「君が好き」なんて言えないよ

陽菜side

***

「お母さん、今日学校休む」

「はあ? 何言ってんのよ。元気でしょ!?」

「体調悪いのー!」

「ひぃ、遅刻するよ」

「うるさい! 翔は黙ってて!」

だって…だって!!

今日は2月14日。

私だって女の子だもん。
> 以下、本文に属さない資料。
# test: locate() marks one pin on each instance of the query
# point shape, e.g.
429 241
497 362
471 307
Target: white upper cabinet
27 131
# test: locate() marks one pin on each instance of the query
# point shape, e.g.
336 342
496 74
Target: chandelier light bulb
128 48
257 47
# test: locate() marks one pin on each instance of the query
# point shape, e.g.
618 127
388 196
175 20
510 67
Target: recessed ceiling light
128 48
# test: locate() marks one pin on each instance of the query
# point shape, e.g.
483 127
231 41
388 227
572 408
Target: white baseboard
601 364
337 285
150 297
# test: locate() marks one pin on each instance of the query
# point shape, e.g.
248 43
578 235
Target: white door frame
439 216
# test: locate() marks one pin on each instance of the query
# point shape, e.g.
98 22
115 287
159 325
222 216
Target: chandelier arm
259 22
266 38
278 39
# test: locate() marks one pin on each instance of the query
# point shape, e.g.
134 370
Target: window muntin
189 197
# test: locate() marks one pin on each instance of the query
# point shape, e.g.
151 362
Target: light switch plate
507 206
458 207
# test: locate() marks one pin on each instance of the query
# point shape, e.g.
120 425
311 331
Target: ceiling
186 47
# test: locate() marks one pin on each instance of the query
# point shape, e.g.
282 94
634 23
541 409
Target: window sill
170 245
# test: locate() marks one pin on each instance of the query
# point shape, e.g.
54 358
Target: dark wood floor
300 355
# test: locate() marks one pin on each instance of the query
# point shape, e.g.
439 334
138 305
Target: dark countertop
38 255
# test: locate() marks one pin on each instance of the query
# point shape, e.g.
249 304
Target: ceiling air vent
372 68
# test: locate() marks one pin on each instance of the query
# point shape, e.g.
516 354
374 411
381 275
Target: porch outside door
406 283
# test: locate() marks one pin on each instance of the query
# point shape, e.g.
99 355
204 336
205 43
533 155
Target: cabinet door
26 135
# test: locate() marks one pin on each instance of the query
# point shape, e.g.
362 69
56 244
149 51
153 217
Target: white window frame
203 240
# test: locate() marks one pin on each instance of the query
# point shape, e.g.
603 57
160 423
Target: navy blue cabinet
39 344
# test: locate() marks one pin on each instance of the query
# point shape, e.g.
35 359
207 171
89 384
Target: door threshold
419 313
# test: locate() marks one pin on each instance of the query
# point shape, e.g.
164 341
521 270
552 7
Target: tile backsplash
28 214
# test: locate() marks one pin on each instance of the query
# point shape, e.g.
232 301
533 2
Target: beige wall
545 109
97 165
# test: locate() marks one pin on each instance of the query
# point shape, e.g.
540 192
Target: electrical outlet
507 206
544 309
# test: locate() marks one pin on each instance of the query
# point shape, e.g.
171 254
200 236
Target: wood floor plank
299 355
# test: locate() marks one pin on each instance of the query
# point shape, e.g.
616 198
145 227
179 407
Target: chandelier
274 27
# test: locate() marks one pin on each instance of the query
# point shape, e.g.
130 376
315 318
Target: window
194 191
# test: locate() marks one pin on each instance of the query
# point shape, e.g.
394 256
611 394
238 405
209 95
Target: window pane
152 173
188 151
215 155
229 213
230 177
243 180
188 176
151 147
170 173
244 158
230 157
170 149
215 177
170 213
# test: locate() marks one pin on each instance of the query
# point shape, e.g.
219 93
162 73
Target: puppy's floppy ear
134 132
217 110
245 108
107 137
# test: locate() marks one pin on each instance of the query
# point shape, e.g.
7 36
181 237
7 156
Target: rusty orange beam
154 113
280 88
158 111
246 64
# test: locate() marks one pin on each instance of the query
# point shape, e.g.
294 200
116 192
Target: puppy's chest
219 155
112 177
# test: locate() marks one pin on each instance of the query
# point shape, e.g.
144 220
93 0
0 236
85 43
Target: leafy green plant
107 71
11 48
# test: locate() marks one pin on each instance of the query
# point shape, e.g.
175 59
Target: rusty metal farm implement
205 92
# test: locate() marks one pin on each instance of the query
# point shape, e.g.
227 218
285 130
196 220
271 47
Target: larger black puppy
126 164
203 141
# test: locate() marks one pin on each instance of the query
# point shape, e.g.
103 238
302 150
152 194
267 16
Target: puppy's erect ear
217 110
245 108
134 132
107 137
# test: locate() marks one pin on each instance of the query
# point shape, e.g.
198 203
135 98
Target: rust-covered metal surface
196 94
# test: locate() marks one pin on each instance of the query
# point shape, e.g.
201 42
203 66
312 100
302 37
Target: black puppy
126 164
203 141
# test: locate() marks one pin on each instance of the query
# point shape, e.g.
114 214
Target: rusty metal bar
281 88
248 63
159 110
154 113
この日くらい頑張りたいじゃん!?
でも、うまくいかなくて……結局完成しなかった。
別に明日遅れて渡せればいいのかもしれないけど、周りのみんながあげてる中、私だけあげないのも変じゃない?

……別に、好きな人なんていないけどさ。

「……ちゃんと勉強するのよ」

「はーい」

ズル休み、しちゃいました。

とにかく今日中に完成させよう!

材料を揃えるために、近くのスーパーに買い物に出かけた。

えっと……チョコレート売り場は…

「陽菜ちゃん?」

聞きなれた声に振り返る。

「美咲さん!?」

優さんと買い物に来ていた美咲さんと会った。

「学校は?」

「休んじゃいました」

「体調悪いの?」

「いえ、元気です。ただ……」

美咲さんと優さんに事情を説明した。

「それなら、今から家に来ない? 一緒に作ろ!」

「え!? いいんですか?」

「優くんもいいよね?」

「うん」

こうして、美咲さんによるお菓子教室が開催された。